What if 30 million people in the U.S. were suffering from an incapacitating mystery illness that tore families apart and left people bankrupt or homeless? What if a million people a year were becoming disabled from a suspected bite of a disease-carrying tick, but could not get medical treatment or even acknowledgement that they were sick? What if a quarter of a million Gulf War veterans, and untold thousands more soldiers from subsequent wars, were being tortured by their own country through the whitewashing of their illness as “medically unexplained symptoms” (MUS)? What if all of these people were actually suffering from having no idea that they were survivors of sepsis, and that their chronic illness could be attributed to post-sepsis syndrome?
Because they are.
In the era of big data, there exists plenty of data to know what’s ailing 30 million U.S. citizens—considered medical mysteries—whose primary symptom is crippling fatigue. Surely there is enough empirical data for MDs to connect the dots for a tenth of the patients in their practice. The data is there, the cost to the “healthcare” system is in-your-face astronomical, one in every ten of our Facebook friends has a mystery illness, and yet, nobody seems to care. Not the CDC. Not the NIH. Not medical professionals on the front lines. There must be some reason that an “institutional form of murder” is “an accepted thing…not subject to review.”

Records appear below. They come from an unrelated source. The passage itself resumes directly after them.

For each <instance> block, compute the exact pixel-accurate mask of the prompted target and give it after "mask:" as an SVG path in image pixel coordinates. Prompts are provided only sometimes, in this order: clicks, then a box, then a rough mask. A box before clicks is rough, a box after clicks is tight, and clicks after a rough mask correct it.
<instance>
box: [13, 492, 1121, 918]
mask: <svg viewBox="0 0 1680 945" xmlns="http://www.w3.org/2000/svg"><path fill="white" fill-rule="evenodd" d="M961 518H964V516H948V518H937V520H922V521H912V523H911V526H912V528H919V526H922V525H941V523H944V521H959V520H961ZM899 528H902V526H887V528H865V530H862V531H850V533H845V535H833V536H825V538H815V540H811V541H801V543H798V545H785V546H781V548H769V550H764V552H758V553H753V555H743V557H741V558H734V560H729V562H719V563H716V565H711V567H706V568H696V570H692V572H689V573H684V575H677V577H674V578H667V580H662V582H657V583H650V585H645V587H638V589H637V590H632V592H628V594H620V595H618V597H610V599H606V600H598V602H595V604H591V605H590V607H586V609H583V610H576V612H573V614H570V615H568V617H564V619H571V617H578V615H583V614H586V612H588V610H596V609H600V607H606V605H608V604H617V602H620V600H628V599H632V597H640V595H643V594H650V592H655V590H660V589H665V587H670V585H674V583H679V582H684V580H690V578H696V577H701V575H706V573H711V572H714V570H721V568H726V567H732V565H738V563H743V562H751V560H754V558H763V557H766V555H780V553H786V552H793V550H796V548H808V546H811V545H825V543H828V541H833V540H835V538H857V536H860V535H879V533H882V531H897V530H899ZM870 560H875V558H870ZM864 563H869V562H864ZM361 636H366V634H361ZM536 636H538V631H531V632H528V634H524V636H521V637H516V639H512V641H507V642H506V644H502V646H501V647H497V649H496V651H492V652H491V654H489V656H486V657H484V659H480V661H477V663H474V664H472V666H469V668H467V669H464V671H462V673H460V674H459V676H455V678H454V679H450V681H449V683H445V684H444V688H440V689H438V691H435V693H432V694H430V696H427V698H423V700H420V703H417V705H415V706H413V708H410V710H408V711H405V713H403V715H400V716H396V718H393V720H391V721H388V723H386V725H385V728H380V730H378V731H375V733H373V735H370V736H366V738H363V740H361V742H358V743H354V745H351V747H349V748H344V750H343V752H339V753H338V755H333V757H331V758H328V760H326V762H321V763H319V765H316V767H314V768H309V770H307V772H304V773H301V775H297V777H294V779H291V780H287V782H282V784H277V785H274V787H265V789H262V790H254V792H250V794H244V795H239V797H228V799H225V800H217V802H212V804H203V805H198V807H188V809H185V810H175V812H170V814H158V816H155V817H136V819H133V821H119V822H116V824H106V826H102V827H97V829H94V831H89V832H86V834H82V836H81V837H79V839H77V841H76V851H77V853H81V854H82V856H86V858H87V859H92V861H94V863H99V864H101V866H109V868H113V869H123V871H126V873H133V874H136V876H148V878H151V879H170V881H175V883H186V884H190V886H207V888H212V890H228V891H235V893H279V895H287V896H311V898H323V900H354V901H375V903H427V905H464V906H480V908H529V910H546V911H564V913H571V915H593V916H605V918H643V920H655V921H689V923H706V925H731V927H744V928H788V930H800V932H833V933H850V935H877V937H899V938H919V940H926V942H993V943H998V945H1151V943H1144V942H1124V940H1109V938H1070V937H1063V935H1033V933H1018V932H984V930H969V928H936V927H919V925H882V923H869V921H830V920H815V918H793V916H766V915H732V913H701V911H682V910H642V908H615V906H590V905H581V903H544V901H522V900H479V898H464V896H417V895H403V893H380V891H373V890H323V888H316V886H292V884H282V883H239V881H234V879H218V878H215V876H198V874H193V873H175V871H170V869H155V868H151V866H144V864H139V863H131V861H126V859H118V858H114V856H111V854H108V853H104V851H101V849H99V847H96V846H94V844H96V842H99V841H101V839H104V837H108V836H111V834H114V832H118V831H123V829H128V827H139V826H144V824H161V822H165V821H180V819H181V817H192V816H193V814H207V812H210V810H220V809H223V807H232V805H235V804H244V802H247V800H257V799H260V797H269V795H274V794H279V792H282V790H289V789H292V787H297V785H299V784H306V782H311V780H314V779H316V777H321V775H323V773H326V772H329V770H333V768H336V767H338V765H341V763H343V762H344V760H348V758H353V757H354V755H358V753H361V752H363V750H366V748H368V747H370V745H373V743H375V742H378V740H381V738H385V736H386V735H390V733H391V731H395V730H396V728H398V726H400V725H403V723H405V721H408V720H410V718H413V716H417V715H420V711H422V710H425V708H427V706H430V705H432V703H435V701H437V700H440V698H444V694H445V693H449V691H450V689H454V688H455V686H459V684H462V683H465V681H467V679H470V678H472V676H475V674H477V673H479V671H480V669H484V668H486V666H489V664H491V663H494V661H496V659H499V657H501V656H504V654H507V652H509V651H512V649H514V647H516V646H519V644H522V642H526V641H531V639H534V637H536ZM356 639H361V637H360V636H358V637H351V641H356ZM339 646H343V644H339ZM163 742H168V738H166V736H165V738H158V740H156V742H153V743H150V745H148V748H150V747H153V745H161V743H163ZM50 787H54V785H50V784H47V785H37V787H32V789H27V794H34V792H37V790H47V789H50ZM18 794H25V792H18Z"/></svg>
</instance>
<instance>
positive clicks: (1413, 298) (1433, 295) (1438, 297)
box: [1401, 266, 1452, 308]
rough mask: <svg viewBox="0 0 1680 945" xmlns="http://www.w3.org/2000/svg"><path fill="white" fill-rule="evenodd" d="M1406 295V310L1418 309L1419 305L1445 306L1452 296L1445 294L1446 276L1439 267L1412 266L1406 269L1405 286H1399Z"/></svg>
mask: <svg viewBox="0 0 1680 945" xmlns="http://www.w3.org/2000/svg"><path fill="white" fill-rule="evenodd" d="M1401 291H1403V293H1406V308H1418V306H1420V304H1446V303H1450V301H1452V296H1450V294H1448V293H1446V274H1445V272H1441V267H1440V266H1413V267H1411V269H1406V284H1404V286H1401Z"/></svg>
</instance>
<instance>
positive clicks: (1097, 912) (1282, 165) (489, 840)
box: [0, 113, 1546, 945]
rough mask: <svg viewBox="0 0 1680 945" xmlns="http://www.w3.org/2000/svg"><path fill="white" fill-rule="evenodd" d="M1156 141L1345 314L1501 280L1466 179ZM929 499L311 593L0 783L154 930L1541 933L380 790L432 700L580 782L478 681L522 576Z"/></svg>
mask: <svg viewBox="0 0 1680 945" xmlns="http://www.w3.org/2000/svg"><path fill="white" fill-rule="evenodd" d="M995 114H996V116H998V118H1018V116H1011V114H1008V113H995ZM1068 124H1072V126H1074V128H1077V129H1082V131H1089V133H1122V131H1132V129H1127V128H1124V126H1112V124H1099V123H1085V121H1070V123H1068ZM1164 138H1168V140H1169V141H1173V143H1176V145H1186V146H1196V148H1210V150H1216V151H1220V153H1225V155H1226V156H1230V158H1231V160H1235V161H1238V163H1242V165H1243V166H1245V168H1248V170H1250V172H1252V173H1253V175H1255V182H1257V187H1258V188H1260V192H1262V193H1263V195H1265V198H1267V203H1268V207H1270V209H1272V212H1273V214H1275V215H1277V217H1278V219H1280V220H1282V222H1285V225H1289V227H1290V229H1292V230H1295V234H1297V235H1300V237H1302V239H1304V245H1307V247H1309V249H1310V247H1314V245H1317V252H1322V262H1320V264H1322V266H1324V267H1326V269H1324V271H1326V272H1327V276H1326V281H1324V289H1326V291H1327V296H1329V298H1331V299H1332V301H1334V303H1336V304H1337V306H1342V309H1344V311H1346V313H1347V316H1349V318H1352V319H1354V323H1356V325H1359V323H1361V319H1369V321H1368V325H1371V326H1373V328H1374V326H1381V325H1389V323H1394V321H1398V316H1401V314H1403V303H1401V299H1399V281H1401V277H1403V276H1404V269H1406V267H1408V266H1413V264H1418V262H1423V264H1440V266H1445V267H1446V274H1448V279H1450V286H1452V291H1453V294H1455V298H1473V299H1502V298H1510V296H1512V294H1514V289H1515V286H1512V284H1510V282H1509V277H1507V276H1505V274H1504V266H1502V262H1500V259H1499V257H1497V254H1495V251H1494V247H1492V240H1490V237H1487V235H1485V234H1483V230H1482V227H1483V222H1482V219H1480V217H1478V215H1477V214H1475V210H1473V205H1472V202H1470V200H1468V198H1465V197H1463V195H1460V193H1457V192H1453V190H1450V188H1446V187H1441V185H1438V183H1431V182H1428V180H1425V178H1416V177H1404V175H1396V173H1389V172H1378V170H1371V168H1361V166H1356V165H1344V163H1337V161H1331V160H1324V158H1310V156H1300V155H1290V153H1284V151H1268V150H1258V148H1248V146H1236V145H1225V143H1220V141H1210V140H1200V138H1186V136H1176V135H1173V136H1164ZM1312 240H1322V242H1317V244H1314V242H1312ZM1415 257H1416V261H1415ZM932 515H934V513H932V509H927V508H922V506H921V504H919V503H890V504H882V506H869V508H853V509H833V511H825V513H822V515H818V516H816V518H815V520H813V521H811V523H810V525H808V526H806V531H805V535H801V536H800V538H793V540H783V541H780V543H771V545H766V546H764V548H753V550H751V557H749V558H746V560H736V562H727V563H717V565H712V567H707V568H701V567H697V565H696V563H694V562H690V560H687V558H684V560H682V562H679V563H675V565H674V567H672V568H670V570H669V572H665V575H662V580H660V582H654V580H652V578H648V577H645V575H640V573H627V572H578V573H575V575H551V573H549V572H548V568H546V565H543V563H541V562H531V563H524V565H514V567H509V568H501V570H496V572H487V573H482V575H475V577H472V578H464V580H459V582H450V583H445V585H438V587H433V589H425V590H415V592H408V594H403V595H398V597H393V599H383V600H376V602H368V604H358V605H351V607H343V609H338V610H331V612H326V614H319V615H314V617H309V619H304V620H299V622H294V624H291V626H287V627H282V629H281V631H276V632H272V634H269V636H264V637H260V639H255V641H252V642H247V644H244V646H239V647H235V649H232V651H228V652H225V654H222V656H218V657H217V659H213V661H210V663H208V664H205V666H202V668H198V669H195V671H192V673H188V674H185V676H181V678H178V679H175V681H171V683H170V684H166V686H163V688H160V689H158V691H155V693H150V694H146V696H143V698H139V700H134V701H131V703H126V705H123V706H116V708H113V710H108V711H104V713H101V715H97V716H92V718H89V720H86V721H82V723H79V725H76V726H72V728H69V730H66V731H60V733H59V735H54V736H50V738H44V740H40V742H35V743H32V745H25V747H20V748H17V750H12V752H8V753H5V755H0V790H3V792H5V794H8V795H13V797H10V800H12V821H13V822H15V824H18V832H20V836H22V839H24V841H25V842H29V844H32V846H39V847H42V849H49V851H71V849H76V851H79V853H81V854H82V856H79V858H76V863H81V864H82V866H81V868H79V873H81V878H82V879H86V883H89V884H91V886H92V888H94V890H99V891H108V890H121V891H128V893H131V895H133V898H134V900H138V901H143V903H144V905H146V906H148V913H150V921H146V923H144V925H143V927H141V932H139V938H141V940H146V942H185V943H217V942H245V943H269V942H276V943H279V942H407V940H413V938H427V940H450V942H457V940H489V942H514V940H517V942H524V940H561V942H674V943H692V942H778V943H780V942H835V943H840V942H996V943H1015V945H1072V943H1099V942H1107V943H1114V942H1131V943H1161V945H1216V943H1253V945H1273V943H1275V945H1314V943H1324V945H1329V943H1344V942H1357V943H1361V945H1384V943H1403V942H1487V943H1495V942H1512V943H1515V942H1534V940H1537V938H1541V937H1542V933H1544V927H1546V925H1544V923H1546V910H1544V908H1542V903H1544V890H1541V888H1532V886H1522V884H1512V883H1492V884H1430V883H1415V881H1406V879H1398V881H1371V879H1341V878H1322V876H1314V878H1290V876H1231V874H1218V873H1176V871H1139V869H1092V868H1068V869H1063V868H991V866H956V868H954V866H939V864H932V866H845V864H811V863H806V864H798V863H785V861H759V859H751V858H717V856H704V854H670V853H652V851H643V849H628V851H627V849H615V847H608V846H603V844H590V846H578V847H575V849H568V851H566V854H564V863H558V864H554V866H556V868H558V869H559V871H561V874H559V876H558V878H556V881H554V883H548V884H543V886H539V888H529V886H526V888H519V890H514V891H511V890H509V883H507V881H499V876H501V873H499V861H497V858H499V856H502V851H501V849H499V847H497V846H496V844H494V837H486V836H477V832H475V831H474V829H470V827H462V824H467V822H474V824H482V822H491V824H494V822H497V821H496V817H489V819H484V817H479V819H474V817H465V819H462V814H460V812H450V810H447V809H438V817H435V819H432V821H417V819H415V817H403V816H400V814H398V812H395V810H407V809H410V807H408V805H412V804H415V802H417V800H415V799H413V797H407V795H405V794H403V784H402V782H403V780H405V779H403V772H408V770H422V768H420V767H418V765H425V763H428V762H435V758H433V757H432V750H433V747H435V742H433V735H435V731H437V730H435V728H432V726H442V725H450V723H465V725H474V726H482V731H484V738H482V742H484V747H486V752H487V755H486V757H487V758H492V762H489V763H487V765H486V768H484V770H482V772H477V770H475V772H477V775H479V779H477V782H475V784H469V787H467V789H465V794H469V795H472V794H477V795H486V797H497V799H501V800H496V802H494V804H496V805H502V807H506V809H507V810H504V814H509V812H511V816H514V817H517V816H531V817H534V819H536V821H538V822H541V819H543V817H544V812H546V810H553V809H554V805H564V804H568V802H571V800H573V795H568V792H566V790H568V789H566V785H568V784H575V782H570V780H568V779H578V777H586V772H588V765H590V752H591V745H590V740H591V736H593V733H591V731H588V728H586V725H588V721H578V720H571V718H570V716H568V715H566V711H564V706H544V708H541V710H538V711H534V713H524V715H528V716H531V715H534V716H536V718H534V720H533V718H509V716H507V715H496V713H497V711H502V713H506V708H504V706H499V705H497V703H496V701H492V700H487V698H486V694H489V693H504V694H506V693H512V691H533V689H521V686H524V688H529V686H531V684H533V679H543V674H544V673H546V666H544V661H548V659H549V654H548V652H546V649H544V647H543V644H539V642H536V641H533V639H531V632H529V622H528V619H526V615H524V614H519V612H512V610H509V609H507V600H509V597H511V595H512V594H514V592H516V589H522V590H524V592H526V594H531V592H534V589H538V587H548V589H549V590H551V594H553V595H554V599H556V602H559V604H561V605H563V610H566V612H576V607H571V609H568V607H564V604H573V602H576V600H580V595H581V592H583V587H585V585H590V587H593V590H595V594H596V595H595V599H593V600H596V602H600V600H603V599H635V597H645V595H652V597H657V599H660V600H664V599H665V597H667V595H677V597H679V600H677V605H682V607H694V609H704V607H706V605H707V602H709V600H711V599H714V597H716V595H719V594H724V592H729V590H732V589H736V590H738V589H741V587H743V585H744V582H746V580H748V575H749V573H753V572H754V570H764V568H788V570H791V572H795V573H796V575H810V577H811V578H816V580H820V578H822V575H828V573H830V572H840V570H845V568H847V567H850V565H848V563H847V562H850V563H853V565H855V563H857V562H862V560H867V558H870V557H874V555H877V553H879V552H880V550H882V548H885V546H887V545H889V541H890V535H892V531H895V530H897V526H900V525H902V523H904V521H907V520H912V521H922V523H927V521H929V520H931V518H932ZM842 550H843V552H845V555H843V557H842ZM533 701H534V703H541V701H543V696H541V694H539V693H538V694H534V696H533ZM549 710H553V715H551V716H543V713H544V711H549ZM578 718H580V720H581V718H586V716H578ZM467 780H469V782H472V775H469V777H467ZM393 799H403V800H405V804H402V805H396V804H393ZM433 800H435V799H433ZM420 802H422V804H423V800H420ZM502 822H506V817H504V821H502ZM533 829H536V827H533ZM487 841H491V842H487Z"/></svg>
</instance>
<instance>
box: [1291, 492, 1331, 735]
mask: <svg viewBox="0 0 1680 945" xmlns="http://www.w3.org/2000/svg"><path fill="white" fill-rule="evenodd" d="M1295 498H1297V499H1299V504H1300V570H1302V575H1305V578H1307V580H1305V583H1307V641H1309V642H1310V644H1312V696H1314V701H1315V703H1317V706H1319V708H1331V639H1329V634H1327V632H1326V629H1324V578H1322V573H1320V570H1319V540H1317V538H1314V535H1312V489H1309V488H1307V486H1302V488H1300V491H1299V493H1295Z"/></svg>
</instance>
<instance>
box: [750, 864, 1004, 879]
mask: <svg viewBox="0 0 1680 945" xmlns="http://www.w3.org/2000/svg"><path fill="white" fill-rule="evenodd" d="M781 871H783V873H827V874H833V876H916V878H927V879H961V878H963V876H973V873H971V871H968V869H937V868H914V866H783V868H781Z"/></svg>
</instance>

Under the current regime, there is no outrage; there is no panic; there is no media coverage of the systematic disablement of a tenth of our population. Institutional forms of murder are just another day at the office for the power brokers of “healthcare”.
This is why we need to take the situation into our own hands and be the constituency that Dr. Fried says is nonexistent. We exist. They have tried to erase us, but we are here. We are the post-sepsis constituency–30 million and growing.
From the August 2018 article, As disease-bearing ticks head north, weak government response threatens public health, by Kristen Lombardi and Fatima Bhojani of the Center for Public Integrity:
“States where Lyme hardly existed 20 years ago are experiencing dramatic changes. In Minnesota, deer ticks and the illnesses they cause appeared in a few southeastern counties in the 1990s. But the tick has spread northward, bringing disease-causing bacteria with it. Now, in newly infested areas, says David Neitzel, of the Minnesota Department of Health’s vector-borne disease unit, “We haven’t been able to find any clean ticks. They’re all infected.”
“They’re all infected.”
Pretty soon they won’t merely be talking about the ticks.